Le procureur général près la Cour de cassation Rémi Heitz a confirmé il y a quelques heures que la Cour rendra sa décision avant le premier tour de l'élection présidentielle, dans le cadre du pourvoi en cassation de Marine Le Pen. Un calendrier a double tranchant pour la désormais candidate Rassemblement national à la présidentielle de 2027.
En cas de condamnation définitive avant le 1er tour, la dynamique de fin de campagne de Marine Le Pen pourrait être enrayée. À l’inverse, si la Cour de cassation venait à casser le jugement de la Cour d’appel, la candidate devra alors être rejugée, et pourra s’appuyer sur cette décision pour donner une nouvelle impulsion à sa candidature.

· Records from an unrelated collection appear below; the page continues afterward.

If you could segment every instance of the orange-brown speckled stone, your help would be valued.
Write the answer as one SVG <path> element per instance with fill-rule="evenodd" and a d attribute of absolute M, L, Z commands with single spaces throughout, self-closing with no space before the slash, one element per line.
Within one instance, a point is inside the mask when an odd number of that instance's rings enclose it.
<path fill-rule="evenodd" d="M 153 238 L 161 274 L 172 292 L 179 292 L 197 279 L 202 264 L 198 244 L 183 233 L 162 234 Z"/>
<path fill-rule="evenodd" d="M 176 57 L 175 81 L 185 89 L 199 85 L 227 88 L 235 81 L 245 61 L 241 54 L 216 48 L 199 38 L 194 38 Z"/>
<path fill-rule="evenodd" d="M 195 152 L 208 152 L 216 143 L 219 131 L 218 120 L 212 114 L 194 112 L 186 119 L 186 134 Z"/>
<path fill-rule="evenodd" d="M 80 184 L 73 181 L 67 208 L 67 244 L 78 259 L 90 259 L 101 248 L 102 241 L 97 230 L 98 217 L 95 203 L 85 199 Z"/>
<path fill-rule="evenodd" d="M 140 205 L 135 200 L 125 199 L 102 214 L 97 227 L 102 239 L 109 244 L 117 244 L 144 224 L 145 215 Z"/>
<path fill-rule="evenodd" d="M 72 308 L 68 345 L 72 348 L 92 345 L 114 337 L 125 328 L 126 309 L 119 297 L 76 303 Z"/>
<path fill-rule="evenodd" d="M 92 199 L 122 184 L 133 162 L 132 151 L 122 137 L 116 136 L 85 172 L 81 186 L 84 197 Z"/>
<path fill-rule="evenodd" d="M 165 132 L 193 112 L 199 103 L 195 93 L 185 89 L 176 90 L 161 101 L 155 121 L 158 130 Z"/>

Des délais de jugement "anormaux" selon le RN
Encore faut-il que les délais soit réellement respectés, mais le procureur général près la Cour de cassation Rémi Heitz fait part de sa détermination à tenir le calendrier. "La Cour d'appel a rendu la décision dans le délai attendu. Mais nous, nous l'avons toujours dit, le premier président de la Cour de cassation et moi-même, que la décision serait rendue avant le scrutin présidentiel.. Et nous sommes toujours sur cet objectif", insiste-t-il face aux journalistes.
Au RN, on estime anormal ces délais de jugement. Il est vrai que la Cour de cassation met d’habitude plutôt entre 12 et 18 mois pour rendre ses décision.
Marine Le Pen considère ainsi que cette accélération du calendrier judiciaire n’est pas justifiée, d’autant que sa peine de 15 mois d’inéligibilité est déjà purgée. Mais pour la candidate, l’essentiel est ailleurs : elle est désormais assurée de ne fera pas campagne avec un bracelet électronique.
Elle fera par ailleurs tout pour repousser le jugement de la cour de cassation après la présidentielle.